What you need to know:
- According to sources privy to the discussions, it was perceived to be easier and faster to go through a direct procurement system since previous attempts to enlist a firm for the contract through the open tender system had failed as competitors fought for the multi-billion project.
Two months ago, at the height of terrorist attacks, State House made a call to Safaricom chief executive Bob Collymore.
Concerned that his government was losing grip of the situation, President Kenyatta wanted to know whether Safaricom would help security agents communicate better.
He asked the mobile phone operator to develop a security communication and surveillance system that would urgently boost the capacity of the national security agencies to fight terrorists.
According to sources privy to the discussions, it was perceived to be easier and faster to go through a direct procurement system since previous attempts to enlist a firm for the contract through the open tender system had failed as competitors fought for the multi-billion project.
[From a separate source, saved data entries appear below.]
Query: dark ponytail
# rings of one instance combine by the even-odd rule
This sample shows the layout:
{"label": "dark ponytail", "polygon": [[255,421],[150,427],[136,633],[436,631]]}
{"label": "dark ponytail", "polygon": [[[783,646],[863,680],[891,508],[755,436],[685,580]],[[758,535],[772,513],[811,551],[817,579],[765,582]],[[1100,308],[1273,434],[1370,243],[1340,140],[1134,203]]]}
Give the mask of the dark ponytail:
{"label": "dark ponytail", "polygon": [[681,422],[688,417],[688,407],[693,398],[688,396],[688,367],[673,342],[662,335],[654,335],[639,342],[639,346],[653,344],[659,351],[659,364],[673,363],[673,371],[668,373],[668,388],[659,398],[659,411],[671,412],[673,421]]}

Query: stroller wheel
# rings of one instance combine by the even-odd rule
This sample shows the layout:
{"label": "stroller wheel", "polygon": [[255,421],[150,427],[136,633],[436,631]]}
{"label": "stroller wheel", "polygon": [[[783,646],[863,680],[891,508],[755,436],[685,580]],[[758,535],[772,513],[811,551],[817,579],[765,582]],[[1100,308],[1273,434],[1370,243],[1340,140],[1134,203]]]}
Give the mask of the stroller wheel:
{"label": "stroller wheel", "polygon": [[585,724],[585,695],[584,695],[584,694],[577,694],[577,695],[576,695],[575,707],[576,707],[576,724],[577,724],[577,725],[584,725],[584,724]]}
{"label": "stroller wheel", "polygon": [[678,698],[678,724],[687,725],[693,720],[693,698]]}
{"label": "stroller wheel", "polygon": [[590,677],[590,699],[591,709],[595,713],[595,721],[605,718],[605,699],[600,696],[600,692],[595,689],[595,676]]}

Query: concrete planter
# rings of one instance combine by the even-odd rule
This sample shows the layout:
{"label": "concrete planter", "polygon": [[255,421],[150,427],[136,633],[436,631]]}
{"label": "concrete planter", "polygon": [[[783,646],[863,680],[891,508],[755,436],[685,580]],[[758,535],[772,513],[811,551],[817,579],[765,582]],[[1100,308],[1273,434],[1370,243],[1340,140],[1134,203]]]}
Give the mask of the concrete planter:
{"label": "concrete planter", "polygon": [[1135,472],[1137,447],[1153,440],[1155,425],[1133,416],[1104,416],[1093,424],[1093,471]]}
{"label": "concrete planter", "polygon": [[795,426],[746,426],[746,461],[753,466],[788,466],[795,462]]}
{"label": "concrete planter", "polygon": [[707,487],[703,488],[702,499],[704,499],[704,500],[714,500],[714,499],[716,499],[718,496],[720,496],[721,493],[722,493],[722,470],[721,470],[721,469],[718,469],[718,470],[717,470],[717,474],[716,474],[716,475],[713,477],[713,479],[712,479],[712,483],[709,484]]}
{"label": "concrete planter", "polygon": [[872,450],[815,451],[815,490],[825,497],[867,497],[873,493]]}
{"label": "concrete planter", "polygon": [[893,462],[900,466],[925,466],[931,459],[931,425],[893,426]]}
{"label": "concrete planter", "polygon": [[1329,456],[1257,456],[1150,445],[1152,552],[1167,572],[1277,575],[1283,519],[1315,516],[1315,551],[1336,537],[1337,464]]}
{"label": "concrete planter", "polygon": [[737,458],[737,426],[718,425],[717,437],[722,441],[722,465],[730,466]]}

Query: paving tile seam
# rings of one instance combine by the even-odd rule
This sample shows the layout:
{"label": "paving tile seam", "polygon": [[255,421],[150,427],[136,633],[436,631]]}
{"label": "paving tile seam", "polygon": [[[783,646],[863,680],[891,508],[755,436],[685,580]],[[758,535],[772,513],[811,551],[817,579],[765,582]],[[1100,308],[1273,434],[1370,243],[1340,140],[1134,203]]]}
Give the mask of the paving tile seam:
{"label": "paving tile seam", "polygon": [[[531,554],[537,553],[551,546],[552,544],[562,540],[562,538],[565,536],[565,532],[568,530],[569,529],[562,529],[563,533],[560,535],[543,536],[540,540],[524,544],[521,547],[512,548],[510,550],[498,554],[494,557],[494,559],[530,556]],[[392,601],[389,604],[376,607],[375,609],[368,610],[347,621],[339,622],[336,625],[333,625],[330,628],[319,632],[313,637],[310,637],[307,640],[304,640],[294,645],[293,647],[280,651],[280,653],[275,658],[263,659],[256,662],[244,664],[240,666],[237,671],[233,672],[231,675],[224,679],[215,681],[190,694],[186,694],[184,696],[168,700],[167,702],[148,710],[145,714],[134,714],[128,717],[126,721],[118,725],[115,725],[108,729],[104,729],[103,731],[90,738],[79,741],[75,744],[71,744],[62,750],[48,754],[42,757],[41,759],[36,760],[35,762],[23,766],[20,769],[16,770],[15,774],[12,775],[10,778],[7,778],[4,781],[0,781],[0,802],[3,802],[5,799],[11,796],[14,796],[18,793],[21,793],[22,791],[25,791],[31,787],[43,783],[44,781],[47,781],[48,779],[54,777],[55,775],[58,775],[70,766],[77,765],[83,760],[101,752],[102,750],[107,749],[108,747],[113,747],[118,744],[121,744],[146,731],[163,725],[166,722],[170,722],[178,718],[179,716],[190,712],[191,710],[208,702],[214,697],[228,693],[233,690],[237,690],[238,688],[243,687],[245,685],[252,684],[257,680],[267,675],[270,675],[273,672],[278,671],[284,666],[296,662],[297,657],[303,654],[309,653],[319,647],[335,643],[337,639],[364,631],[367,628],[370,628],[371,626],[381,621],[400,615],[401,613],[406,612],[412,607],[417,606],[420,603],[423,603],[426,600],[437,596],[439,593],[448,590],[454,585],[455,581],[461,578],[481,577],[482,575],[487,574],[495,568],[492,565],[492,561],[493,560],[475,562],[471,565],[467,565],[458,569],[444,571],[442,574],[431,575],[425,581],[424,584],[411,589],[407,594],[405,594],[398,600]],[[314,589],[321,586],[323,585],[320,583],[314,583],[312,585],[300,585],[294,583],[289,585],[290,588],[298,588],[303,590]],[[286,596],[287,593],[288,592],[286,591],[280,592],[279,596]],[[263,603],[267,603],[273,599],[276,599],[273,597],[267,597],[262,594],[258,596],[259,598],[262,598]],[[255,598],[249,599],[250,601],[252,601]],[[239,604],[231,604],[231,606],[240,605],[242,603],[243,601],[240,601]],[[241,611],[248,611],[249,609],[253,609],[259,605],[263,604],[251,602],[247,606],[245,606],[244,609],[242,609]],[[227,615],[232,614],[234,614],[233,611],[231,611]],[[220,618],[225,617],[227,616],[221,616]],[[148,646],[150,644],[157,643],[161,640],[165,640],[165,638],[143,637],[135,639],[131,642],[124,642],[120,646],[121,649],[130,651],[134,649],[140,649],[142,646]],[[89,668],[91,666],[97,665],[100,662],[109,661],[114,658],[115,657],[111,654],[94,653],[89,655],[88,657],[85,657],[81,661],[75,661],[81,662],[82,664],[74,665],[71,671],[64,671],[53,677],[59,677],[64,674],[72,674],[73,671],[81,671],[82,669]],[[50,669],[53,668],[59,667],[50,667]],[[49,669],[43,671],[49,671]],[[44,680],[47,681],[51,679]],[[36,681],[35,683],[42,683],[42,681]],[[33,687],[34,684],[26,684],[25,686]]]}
The source told the Nation that there was also a feeling that, being a significant shareholder in Safaricom, with a 35 per cent stake, the government was safer entrusting the project to the firm.
Safaricom was also picked because it had the technical expertise and financial capability to roll out a project of such magnitude.
The trade-off was that while the telecom firm would get the tender, it would deploy the system at a lower cost as no profit margin was to be added.
A technical committee was then set up, led by former ICT Permanent Secretary Bitange Ndemo, and comprising senior government officials, the tender committee in the Interior and Coordination of National Government ministry, and national security chiefs to oversee the project.
Safaricom was then invited to pitch, and negotiations started.
It was then agreed that part of the government’s reimbursement of the Sh14.9 billion Safaricom would spend to put up the system would be in form of spectrum of a similar value.
On the one hand, the additional spectrum would help the mobile operator to improve quality of service, which had been a bone of contention between it and the regulator, the Communications Commission of Kenya.
On the other hand, Kenya would have an efficient security communication and surveillance system that would increase its ability to contain rising terrorism and crime.